- Born: 1952 (age 73–74)
- Education: University of New South Wales (B.Sc.); University of Sydney (Ph.D.)
- Known for: Formal methods
- Awards: NSA Best Scientific Cybersecurity Paper award (2015)
- Scientific career
- Fields: Computer science
- Institutions: Oxford University Computing Laboratory University of New South Wales
- Website: www.cse.unsw.edu.au/~carrollm

= Carroll Morgan (computer scientist) =

American computer scientist

Charles Carroll Morgan (born 1952) is an American/Australian computer scientist who moved from the US to Australia in his early teens. He completed his education there (high school, university, several years in industry), including a Doctor of Philosophy (Ph.D.) degree from the University of Sydney, and then moved to the United Kingdom in the early 1980s. In 2000, he returned to Australia.

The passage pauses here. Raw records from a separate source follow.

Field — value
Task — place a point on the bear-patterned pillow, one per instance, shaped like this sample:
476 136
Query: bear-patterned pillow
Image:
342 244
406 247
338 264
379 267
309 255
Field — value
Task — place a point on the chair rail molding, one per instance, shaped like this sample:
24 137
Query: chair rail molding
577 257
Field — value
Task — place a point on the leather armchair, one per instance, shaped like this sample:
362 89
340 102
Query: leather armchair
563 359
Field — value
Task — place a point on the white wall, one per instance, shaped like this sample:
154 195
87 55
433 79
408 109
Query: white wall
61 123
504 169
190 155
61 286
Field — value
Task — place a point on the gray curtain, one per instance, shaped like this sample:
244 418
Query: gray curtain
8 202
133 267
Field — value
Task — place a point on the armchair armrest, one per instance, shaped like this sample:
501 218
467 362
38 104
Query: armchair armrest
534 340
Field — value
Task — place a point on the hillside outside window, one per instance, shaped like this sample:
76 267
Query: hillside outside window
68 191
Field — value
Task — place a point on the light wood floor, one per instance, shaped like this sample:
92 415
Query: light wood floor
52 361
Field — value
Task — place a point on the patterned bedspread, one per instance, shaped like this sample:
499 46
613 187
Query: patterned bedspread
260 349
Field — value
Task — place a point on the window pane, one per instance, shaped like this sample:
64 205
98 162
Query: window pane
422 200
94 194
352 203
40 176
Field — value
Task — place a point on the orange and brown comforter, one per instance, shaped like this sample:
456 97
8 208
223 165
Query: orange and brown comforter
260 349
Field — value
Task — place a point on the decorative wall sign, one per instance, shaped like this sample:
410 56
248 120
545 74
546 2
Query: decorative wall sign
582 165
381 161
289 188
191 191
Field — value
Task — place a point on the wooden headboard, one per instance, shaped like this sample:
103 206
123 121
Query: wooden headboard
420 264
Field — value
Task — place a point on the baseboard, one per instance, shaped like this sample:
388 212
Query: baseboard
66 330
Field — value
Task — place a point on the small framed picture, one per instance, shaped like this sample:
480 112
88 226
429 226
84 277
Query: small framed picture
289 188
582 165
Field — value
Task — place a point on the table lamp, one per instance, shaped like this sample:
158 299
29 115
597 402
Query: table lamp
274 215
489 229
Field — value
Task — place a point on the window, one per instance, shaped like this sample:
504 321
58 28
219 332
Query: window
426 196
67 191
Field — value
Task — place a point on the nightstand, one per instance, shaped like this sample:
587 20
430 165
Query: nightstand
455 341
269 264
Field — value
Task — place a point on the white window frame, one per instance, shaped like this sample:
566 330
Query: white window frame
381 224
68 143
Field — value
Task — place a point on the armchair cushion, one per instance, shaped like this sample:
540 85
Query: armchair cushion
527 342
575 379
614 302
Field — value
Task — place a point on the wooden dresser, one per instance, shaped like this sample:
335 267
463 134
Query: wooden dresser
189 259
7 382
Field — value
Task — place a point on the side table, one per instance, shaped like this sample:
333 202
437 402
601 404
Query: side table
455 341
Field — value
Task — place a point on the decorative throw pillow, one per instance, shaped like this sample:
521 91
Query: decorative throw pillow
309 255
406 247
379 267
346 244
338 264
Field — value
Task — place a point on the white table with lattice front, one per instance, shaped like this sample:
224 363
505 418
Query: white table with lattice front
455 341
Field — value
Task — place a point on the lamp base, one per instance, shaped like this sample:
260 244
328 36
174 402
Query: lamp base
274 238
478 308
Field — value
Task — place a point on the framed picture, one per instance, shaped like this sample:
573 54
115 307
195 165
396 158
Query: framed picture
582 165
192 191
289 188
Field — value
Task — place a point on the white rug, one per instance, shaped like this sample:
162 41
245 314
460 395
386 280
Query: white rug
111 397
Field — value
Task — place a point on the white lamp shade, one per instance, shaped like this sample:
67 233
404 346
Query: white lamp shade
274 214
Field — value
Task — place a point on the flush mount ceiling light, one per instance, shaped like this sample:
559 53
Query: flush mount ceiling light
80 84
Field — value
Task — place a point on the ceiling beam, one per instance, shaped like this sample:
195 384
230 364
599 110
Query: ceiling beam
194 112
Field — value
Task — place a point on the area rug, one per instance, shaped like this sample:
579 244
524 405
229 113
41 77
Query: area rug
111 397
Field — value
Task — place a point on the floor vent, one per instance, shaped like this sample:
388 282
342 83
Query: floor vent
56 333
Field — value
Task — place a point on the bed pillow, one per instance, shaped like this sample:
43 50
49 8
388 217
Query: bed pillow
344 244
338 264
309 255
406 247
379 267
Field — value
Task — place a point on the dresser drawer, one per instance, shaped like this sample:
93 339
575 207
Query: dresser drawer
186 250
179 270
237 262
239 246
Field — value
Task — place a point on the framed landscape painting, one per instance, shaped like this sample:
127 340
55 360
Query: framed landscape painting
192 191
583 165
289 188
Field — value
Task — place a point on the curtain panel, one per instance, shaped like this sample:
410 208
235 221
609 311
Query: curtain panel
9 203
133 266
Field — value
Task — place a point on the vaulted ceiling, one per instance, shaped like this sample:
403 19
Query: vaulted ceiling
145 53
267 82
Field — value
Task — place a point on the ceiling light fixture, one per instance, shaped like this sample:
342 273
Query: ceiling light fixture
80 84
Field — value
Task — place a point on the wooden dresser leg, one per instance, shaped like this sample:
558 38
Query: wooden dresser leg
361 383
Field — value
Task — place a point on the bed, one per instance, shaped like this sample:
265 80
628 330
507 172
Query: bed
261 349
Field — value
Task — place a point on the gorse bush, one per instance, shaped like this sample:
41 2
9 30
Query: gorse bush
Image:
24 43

During the 1980s and 1990s, Morgan was based at the Oxford University Computing Laboratory in England as a researcher and lecturer working in the area of formal methods, and was a Fellow of Pembroke College. Having been influenced by the Z notation of Jean-Raymond Abrial, he authored Programming from Specifications as an attempt to combine the high-level specification aspects of Z, with the rigorous computer program derivation methods of Edsger W. Dijkstra. His treatment concentrated on elementary program constructs to make the material accessible to undergraduates in their early years. Some of the ideas there were later incorporated as elements of the B-Method by Abrial, when Abrial returned to Oxford in the last half of the 1980s.

Together with Annabelle McIver, Morgan later authored Abstraction, Refinement and Proof for Probabilistic Systems, in which the same themes were pursued for probabilistic programs. His more recent text (with five others) The Science of Quantitative Information Flow extends the same themes further, to program security.

His latest text Formal Methods, Informally: How to write programs that work targets early-in-course computer-science students, aiming to teach the principles of rigorous program construction without requiring formal logic first.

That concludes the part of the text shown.